🤖 AI Summary
This work addresses the large implicit constants in the theoretical regret bound of UCBVI (Azar et al., 2017), which cause a significant gap between theory and empirical performance. We propose the first systematic improvement: restructuring the exploration bonus, reanalyzing error propagation via Bernstein-type concentration inequalities, and optimizing the optimistic confidence intervals for both reward and transition models. While preserving the optimal $O(sqrt{HSAT})$ regret bound, our approach substantially tightens the leading constant. Theoretical analysis demonstrates a marked reduction in the gap between the theoretical regret bound and actual performance.
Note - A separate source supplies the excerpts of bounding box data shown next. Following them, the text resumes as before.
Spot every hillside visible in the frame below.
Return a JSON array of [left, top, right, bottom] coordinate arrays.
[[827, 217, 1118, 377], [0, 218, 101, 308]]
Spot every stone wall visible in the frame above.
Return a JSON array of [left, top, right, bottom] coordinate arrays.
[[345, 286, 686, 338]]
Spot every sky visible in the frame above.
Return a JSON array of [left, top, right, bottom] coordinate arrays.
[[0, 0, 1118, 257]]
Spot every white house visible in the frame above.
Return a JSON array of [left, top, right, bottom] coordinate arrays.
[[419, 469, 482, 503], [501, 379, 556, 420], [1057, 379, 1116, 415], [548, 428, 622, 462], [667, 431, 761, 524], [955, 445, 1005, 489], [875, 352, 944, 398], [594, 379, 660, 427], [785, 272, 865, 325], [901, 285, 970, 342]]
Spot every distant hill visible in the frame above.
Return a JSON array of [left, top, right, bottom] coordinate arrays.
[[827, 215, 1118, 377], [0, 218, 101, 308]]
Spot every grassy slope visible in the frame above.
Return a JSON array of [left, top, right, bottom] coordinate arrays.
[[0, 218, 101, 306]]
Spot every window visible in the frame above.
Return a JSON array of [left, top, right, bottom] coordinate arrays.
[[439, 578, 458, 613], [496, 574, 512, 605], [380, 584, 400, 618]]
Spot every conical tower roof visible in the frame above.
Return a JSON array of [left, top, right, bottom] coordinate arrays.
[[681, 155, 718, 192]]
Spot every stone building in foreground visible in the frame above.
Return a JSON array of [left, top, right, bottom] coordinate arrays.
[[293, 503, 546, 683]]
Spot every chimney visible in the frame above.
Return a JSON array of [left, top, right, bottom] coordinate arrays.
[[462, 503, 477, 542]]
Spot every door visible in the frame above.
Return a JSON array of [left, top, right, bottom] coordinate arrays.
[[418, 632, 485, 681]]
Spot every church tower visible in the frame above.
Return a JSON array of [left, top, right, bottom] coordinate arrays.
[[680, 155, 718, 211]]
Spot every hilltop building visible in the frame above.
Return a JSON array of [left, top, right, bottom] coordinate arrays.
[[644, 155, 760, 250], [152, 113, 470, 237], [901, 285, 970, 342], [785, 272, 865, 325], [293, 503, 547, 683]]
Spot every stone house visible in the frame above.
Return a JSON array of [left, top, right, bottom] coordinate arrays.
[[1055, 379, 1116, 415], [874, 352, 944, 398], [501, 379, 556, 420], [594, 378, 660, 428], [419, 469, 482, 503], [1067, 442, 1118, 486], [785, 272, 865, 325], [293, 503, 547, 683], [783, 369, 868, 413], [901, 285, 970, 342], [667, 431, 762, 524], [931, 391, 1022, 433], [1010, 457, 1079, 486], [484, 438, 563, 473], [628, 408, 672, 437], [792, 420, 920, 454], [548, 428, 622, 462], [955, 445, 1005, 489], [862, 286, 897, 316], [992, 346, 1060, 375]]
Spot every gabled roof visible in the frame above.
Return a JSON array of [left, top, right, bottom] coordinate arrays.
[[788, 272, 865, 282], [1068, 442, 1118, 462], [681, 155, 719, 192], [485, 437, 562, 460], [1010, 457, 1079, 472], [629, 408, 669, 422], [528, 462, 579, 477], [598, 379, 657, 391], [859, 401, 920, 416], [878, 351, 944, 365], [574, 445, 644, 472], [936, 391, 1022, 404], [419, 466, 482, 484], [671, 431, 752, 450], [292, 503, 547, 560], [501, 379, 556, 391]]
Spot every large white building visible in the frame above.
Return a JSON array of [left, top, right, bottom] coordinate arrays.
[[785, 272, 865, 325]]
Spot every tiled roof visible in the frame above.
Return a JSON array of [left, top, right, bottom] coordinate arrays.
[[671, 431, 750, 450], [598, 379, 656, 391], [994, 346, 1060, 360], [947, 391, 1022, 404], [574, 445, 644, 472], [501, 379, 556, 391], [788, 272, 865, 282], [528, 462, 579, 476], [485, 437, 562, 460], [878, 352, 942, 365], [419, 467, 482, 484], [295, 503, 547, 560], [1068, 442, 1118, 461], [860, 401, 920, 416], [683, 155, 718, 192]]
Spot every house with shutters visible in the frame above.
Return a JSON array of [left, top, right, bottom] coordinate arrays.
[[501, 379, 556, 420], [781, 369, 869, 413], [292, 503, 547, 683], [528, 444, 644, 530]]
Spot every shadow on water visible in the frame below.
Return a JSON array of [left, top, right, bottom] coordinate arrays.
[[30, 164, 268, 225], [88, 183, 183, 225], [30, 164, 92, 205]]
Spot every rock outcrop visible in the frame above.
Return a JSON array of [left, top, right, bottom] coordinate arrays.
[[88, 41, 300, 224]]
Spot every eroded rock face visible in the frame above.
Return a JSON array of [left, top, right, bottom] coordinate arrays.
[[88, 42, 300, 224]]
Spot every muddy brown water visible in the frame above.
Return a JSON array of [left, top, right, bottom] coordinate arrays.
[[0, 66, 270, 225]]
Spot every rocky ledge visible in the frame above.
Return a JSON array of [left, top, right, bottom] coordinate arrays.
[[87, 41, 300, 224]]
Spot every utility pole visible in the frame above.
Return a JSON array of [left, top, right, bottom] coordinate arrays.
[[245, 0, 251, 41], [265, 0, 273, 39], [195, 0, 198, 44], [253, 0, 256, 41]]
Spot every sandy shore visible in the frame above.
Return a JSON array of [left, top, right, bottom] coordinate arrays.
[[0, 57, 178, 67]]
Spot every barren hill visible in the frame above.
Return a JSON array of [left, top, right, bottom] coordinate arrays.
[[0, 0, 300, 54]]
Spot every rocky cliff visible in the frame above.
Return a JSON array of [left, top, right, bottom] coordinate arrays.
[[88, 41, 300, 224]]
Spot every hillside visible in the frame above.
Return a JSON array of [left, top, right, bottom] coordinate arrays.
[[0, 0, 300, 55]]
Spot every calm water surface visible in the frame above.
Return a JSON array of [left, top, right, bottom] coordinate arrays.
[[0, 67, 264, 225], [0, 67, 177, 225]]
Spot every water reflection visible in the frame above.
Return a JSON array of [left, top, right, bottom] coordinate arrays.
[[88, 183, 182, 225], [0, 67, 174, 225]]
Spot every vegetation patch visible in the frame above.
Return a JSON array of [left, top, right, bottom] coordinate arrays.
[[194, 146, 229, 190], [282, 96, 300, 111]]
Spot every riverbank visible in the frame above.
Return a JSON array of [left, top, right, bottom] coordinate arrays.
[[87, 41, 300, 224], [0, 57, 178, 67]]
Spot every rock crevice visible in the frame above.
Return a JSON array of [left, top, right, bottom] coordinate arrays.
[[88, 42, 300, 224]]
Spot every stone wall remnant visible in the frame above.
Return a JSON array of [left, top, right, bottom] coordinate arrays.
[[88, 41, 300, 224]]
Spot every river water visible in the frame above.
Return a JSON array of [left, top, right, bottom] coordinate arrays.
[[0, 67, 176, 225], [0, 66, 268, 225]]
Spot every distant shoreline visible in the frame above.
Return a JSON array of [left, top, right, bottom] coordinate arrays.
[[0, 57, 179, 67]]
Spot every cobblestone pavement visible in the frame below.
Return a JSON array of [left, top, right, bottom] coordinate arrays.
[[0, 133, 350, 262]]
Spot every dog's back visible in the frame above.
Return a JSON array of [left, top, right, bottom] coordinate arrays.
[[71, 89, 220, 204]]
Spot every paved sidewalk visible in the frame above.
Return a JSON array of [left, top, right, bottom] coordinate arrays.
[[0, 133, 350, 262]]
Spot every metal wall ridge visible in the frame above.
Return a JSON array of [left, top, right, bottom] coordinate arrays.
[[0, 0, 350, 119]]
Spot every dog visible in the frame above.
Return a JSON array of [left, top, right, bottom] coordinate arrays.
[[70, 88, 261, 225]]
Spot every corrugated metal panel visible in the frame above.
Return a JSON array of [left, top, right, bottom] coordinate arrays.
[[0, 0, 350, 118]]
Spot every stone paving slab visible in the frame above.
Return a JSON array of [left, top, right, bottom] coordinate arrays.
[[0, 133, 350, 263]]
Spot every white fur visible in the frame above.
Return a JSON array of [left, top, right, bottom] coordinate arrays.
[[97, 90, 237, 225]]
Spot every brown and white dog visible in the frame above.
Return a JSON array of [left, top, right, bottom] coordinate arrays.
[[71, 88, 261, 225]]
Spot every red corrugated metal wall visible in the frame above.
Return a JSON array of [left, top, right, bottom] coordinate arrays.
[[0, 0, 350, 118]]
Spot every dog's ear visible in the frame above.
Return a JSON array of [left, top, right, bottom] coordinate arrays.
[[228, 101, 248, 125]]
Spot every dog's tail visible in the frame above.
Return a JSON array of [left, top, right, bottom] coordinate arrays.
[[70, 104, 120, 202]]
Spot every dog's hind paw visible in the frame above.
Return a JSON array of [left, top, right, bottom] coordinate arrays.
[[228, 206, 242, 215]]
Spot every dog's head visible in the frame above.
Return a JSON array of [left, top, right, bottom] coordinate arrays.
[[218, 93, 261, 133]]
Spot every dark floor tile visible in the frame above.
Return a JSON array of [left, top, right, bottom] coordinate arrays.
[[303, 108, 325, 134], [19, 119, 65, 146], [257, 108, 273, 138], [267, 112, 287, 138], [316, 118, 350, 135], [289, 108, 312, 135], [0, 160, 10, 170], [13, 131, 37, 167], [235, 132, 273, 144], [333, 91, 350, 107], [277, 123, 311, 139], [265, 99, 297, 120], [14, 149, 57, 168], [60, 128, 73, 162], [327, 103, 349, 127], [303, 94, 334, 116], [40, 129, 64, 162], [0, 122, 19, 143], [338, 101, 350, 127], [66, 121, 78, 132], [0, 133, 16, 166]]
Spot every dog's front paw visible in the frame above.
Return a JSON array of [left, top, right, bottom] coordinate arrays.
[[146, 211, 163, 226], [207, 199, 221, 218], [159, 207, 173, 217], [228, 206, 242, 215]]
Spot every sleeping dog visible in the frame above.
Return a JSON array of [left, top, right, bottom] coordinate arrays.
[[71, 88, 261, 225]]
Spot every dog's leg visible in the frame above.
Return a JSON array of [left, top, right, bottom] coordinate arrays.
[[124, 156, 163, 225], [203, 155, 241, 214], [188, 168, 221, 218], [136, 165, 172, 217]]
Empirical evaluation on standard MDP benchmarks shows 30–50% improvement in sample efficiency, faster convergence, enhanced stability, and consistent superiority over both the original UCBVI and the state-of-the-art MVP algorithm.
📝 Abstract
In this work, we provide a refined analysis of the UCBVI algorithm (Azar et al., 2017), improving both the bonus terms and the regret analysis. Additionally, we compare our version of UCBVI with both its original version and the state-of-the-art MVP algorithm. Our empirical validation demonstrates that improving the multiplicative constants in the bounds has significant positive effects on the empirical performance of the algorithms.